For the past several years, the U.S. Department of Justice's Office of Juvenile Justice & Delinquency Prevention, the U.S. Centers for Disease Control and Prevention, and the Brookings Institution have issued reports that show juveniles who have been tried as adults are 34 percent more likely to commit crimes than young people tried in the juvenile justice system.
We also know that children placed in adult jails and prisons are at increased risk of assault, abuse and suicide. According to the U.S. Bureau of Justice Statistics, 13 percent of substantiated victims of inmate-on-inmate sexual violence in jails were juveniles in 2006. The figure was 21 percent in 2005. These are extraordinarily high percentages given that only 1 percent of jail inmates are juveniles.
Trying children as adults is inhumane and ineffective.

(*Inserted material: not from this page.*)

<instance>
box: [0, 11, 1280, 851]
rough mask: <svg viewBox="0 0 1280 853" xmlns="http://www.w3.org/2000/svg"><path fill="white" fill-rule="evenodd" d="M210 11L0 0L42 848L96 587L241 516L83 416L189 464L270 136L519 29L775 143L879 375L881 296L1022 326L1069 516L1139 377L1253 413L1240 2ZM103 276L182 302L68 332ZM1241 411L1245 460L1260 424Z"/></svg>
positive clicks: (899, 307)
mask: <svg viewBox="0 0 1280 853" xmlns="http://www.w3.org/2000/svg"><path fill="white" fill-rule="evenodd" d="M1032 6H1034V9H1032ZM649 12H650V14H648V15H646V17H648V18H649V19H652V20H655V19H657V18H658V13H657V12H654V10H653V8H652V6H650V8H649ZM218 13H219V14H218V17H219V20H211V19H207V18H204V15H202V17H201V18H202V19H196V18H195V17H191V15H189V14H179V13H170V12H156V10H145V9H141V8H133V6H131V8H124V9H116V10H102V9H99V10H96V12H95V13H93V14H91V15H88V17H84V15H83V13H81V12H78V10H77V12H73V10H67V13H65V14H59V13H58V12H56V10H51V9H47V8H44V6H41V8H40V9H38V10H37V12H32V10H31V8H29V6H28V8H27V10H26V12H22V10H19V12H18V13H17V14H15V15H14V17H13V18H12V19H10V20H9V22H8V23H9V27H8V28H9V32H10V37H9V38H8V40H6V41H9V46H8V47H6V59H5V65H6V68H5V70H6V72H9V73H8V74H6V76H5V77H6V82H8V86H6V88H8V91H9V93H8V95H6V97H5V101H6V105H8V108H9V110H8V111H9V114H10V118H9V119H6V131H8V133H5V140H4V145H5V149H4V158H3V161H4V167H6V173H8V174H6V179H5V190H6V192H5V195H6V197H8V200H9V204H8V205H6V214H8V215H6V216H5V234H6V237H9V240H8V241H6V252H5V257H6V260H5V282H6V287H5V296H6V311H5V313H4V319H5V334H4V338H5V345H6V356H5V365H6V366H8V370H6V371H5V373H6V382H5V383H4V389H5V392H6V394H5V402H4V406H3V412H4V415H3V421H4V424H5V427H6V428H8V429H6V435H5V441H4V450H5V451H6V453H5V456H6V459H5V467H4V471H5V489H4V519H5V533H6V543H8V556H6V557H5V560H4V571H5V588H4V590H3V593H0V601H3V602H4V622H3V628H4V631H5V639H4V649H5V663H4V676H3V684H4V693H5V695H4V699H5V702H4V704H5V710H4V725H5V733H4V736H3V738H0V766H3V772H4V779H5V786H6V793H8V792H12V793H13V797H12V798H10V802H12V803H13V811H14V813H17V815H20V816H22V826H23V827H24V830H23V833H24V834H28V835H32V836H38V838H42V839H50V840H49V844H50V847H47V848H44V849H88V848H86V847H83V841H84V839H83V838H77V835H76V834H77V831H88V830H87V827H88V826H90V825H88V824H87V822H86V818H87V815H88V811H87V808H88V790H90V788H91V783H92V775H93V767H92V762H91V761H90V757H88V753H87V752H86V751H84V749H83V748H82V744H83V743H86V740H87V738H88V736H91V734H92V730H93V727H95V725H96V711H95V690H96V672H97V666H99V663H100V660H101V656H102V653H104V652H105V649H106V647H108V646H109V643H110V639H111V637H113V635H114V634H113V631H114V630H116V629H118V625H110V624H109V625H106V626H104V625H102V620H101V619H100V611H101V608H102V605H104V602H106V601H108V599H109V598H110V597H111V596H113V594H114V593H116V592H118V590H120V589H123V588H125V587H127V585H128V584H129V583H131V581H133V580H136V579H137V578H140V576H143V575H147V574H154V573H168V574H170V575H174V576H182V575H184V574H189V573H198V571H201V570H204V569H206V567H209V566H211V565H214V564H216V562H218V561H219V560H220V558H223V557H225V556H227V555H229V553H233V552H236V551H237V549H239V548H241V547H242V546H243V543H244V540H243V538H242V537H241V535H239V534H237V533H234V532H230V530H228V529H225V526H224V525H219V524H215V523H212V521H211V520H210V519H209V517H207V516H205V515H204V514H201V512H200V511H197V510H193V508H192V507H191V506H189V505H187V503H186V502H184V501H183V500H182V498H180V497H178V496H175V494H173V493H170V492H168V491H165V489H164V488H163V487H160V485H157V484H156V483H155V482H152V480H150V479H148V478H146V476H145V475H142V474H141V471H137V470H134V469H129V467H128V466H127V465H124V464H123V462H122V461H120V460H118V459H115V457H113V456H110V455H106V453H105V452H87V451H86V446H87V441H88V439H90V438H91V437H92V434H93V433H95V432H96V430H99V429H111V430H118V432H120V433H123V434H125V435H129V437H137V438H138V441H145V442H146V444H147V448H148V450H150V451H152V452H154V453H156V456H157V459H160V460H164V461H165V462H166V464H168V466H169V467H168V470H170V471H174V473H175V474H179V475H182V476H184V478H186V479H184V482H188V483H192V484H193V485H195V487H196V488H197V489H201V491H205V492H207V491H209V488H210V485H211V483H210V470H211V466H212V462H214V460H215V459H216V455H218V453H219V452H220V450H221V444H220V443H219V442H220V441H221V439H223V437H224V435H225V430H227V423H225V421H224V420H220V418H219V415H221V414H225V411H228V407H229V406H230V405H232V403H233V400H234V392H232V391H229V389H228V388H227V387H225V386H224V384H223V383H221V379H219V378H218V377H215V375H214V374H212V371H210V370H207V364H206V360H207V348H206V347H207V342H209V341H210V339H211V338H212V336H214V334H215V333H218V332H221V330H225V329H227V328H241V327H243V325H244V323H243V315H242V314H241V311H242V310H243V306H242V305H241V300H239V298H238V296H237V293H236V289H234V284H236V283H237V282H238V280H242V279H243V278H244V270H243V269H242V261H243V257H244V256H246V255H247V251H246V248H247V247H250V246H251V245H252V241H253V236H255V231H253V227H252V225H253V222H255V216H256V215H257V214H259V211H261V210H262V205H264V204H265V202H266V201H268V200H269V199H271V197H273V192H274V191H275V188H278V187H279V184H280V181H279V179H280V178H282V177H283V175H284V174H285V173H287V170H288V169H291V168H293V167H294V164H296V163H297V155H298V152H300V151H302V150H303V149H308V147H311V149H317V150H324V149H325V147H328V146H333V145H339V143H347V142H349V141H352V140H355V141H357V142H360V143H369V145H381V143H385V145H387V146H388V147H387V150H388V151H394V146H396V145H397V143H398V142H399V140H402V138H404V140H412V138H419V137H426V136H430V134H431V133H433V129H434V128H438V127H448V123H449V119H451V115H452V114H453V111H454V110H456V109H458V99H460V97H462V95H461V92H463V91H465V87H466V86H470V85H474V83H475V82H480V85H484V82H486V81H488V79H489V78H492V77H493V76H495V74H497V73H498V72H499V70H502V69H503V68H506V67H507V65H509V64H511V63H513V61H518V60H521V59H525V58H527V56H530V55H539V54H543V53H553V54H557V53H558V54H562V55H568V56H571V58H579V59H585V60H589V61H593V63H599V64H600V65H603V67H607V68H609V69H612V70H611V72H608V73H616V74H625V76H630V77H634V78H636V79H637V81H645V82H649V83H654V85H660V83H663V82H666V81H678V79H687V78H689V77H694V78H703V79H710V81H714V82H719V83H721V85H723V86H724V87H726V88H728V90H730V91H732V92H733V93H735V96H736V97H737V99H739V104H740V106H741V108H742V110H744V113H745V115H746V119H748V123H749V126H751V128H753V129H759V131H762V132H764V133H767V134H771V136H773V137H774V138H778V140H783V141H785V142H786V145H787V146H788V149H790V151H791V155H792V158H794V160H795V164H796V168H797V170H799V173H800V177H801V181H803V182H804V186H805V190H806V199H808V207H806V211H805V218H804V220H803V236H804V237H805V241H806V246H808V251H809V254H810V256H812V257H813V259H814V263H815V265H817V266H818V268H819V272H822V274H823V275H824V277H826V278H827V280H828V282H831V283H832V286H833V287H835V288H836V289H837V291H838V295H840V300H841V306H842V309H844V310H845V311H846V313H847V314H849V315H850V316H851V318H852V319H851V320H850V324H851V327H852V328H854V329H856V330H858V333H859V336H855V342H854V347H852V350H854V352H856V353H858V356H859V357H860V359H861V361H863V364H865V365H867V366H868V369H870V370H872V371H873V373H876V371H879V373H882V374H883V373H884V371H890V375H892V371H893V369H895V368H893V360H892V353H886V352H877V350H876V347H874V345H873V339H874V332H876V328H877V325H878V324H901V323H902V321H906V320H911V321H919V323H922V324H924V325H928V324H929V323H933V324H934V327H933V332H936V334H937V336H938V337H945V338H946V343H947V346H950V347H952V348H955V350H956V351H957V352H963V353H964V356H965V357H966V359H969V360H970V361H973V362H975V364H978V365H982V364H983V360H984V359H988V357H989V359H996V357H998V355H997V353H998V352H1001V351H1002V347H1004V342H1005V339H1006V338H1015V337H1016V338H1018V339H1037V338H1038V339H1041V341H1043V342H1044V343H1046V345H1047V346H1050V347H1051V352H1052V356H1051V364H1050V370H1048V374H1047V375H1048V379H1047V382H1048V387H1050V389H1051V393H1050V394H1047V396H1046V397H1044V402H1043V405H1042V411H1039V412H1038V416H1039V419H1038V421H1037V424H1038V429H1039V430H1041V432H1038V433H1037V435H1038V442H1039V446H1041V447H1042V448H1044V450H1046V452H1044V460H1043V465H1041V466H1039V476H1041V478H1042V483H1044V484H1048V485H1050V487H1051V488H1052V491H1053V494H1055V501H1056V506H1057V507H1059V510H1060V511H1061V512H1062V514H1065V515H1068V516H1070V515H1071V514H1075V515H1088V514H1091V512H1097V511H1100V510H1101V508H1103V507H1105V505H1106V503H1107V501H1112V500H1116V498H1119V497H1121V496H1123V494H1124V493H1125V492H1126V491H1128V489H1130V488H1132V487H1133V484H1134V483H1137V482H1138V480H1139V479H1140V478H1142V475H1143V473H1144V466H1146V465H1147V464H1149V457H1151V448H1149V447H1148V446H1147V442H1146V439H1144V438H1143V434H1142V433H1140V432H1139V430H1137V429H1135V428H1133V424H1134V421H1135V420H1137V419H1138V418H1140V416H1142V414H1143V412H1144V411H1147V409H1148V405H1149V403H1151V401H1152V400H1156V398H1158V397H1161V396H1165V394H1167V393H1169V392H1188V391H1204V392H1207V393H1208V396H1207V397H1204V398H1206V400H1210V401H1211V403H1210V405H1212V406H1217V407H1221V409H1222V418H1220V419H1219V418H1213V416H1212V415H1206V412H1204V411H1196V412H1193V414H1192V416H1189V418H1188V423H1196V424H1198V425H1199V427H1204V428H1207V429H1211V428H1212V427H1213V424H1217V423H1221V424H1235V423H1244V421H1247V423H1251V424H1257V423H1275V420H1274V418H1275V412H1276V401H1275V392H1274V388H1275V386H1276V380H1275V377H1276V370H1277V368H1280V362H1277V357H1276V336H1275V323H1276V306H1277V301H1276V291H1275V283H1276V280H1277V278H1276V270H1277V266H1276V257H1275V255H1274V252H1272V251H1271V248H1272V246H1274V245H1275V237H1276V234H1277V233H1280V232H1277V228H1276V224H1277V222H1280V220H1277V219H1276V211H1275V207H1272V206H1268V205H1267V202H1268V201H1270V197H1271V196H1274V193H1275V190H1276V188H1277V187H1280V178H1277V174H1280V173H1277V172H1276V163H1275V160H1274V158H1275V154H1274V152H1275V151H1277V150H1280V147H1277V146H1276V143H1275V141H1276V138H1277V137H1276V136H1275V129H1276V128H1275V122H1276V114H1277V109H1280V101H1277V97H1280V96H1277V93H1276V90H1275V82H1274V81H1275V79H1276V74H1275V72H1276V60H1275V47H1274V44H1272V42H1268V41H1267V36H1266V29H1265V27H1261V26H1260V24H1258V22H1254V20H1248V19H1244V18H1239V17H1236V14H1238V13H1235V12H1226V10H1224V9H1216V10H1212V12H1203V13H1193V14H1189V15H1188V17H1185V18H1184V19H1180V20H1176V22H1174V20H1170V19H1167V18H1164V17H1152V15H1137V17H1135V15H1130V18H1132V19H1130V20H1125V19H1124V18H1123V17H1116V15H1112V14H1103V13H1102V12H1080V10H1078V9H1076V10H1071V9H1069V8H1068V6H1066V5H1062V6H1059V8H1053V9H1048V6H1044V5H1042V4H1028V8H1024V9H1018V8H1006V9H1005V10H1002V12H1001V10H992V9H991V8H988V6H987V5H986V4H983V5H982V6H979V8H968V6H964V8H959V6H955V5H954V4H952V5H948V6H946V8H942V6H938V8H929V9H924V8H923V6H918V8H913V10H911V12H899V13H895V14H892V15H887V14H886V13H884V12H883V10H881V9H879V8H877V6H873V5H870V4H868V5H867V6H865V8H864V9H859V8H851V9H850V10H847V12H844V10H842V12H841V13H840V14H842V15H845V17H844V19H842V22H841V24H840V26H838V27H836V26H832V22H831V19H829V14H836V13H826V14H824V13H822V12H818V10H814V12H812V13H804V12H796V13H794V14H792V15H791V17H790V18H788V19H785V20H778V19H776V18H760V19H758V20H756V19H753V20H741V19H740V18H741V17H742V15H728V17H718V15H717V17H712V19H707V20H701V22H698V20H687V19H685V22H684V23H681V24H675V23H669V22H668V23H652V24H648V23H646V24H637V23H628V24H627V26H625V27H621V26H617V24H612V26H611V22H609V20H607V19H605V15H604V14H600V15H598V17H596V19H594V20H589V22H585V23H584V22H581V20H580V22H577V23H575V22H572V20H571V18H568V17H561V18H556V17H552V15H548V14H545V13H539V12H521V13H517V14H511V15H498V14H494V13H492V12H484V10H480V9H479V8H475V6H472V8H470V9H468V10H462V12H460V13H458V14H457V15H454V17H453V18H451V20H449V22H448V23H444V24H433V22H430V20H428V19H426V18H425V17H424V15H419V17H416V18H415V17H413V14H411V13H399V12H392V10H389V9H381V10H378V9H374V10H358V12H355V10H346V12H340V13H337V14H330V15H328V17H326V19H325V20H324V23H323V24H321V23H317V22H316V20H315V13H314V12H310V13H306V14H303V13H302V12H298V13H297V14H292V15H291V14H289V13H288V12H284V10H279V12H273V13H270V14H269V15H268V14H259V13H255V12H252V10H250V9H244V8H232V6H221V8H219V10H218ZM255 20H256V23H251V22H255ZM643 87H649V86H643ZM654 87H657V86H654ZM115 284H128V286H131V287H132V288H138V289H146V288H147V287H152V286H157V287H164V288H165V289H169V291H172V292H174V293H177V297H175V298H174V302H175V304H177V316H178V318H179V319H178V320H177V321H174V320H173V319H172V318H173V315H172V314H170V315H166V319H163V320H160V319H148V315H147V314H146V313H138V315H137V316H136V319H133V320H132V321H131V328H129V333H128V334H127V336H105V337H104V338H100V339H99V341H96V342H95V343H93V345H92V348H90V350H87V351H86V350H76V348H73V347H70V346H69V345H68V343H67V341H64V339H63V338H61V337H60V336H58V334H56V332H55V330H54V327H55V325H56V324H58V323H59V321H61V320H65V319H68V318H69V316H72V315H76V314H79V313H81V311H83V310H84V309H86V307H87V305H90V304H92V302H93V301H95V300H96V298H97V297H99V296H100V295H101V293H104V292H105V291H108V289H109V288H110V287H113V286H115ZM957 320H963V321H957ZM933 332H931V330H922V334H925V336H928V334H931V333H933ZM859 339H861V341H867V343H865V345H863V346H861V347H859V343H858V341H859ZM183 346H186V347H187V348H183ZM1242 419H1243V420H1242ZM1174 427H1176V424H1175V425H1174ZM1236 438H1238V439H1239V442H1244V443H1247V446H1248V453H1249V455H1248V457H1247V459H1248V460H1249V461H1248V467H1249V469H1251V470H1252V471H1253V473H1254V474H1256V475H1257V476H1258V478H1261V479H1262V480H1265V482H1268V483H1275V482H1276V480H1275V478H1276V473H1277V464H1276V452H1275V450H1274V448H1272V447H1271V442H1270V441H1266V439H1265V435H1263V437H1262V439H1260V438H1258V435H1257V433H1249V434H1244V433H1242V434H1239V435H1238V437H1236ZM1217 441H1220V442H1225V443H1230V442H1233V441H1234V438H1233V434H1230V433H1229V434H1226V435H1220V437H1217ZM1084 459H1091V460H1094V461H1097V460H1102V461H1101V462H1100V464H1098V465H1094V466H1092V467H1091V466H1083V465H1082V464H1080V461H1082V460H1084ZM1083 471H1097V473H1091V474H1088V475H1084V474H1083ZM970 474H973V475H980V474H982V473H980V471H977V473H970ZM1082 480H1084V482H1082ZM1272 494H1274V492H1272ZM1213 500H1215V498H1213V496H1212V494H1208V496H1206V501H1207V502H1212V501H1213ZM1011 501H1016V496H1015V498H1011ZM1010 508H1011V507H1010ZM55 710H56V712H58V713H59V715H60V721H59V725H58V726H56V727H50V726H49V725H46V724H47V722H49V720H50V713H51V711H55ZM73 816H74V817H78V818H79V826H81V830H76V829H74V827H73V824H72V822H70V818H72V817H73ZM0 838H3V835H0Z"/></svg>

It unnecessarily puts youth at risk and does nothing to reduce crime.
We don't have to give up on the tens of thousands of Jordan Browns who are prosecuted as adults each year in the United States. Pennsylvania and other states should eliminate the practice of trying children as adults and Congress should update the Juvenile Justice & Delinquency Prevention Act to close the loophole that permits the placement of children in adult jails and prisons.
The Pennsylvania legal system appears to be giving up on Jordan Brown. But it doesn't have to. The prosecutors in his case could still act to move his case out of adult court. They should study the research on adolescent brain development that says children aren't adults and that young children like Jordan can be held accountable and rehabilitated in the juvenile system.
What kind of society gives up on its children?